For the Accept header, the key is "Accept" and a typical value for IoT is "application/json".


Other common HTTP headers are Authorization (contains security credentials), Accept (what we would like to get back), and Content-Type (what the other party is actually returning).  For a more in-depth look at HTTP header, check out this article on Wikipedia. It would be common for somewhere around 3-6 properties to be in a IoT header for HTTP or MQTT. It should be pointed out that in some cases the values in header properties, may remove the need for some data in the actual payload. By example a device identifier is not absolutely needed in a payload, if there is a DeviceId property in the header. For our iotQi platform, we include the properties shown below.


{
    "message-id": "7d03cba5-de8c-458d-9c13-ee92b2afa259-0000015083",
    "iotqi-version": "v-1.0",
    "message-type": "telemetry",
    "event-class": "user",
    "event-name": "wind-telemetry",
    "event-value": "Wind Speed:5.41"
}



Keepalives

Keepalives are small messages sent between the device and the application (the application then responds) 

  1. To ensure each end knows the other side is "alive" (hence the name)
  2. To keep TCP happy


The first objective is straight forward enough, you would want to know if your device suddenly drops off of the face of the earth.  So periodically, usually every couple minutes, the device is going to send a keepalive message.  In the case of the MQTT implementation LooUQ uses, the message is 2-bytes (with 2 bytes coming back).  This happens every 4 minutes for Microsoft Azure MQTT. Do the math... that adds up to a little more than 43KB over the course of a month.

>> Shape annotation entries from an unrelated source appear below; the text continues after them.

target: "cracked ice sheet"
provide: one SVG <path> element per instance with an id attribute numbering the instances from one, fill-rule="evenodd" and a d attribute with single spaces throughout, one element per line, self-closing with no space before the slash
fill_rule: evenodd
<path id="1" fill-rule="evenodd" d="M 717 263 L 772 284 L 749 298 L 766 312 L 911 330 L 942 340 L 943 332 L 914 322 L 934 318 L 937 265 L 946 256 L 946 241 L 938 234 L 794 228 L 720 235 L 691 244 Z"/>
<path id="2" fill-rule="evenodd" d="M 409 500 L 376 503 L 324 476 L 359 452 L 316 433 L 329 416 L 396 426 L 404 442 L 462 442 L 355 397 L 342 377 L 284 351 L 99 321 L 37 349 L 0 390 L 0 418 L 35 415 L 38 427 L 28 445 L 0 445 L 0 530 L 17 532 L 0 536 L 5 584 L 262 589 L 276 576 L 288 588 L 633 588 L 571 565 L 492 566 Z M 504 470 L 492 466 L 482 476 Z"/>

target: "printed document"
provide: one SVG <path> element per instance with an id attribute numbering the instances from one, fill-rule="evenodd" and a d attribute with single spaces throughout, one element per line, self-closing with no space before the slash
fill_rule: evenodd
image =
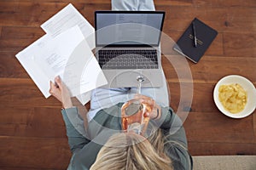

Note: keepalives are only sent if the conversation has be quite for the period of time known as the keepalive interval.  If you are regularly sending data more frequently than the keepalive interval, then no keepalives are needed.


How Can You Conserve Bandwidth

  • Minimize the amount of information you send from your device to your application 
    • Consider keeping as much information about your device on your application and in your server (LooUQ iotQi follows this rule).
    • Think about sending only changed data and very occasionally send a complete data picture to make certain your application knows about your device's current state.
  • If you know that your device is not going to send anything for a while and you don't expect any urgent messages from your application, consider disconnecting. By disconnecting there will be no keepalives. 
    • Make sure that you keep the connection closed long enough to truly reduce the traffic between your device and application.  When devices "connect" there are usually a couple messages sent back and forth to get the connection established.  If these add up to more bytes than the keepalives you skipped, nothing was gained.